Crude oil prices rose at a scorching 24% in the first three months of 2018 before hitting a 40-month high in April following a decline in global inventories, largely caused by the production cuts by the Organisation of Petroleum Exporting Countries (OPEC) members and also by geopolitical tensions in West Asia.
Agencies such as Crisil Research expect crude oil prices to settle at about $70 a barrel during the calendar year of 2018, representing a 27% increase over last year’s level. As a consequence, India’s oil import bill is expected to balloon by about 26% to ₹6.5 lakh crore in FY19.
What is the impact of taxes?
The other aspect has to do with the excise duty on petrol and diesel, imposed by the government, which has risen sharply over the last few years. According to data with the Petroleum Planning and Analysis Cell of the Ministry of Petroleum and Natural Gas, the excise duty on branded petrol is ₹20.66 a litre or almost 28% of the total price of the fuel. This proportion is 27% for branded diesel.

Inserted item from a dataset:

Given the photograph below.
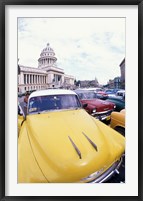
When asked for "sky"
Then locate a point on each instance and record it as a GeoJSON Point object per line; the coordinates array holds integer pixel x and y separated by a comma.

“Excise duties have risen significantly since 2013-14, accounting for 22-25% of the retail prices of petrol and diesel respectively, compared with 12-15% earlier when crude prices were at similar levels,” Crisil had said.
What can be done?
The advantage of linking domestic fuel prices to the global oil market, as India has done, is that oil marketing companies (OMCs) are no longer forced to sell fuel at subsidised rates. But on the flip side, as can be seen now, is that the consumer is forced to buy fuel at high prices when global price levels are elevated. So, one thing the government can do, and which it is reportedly considering doing, is to ask the OMCs to refrain from passing on the higher oil prices to consumers. In other words, this would represent a return to the previous subsidy regime, albeit somewhat better. “If crude price hikes are not allowed to be largely passed on to consumers, the marketing margins of OMCs will decline by 80 paise to ₹1 per litre,” Rahul Prithiani, director, Crisil Research said in the report. “However, that would still be better than the ₹1-1.5 per litre margins they have earned historically.”
Is that all?
The government can always reduce the excise duty on petrol and diesel thereby earning a lower revenue but at least easing some burden on the consumers. However, Petroleum Minister Dharmendra Pradhan recently made it clear that the government had no plans to cut the levy as it needed revenue for “developmental needs.” “Centre and States bank on tax revenues to meet developmental needs. Forty-two per cent of collections from excise duty (on petrol and diesel) goes to States and out of the remaining, 60% is used to fund Centre’s share in development schemes in States,” Mr. Pradhan said.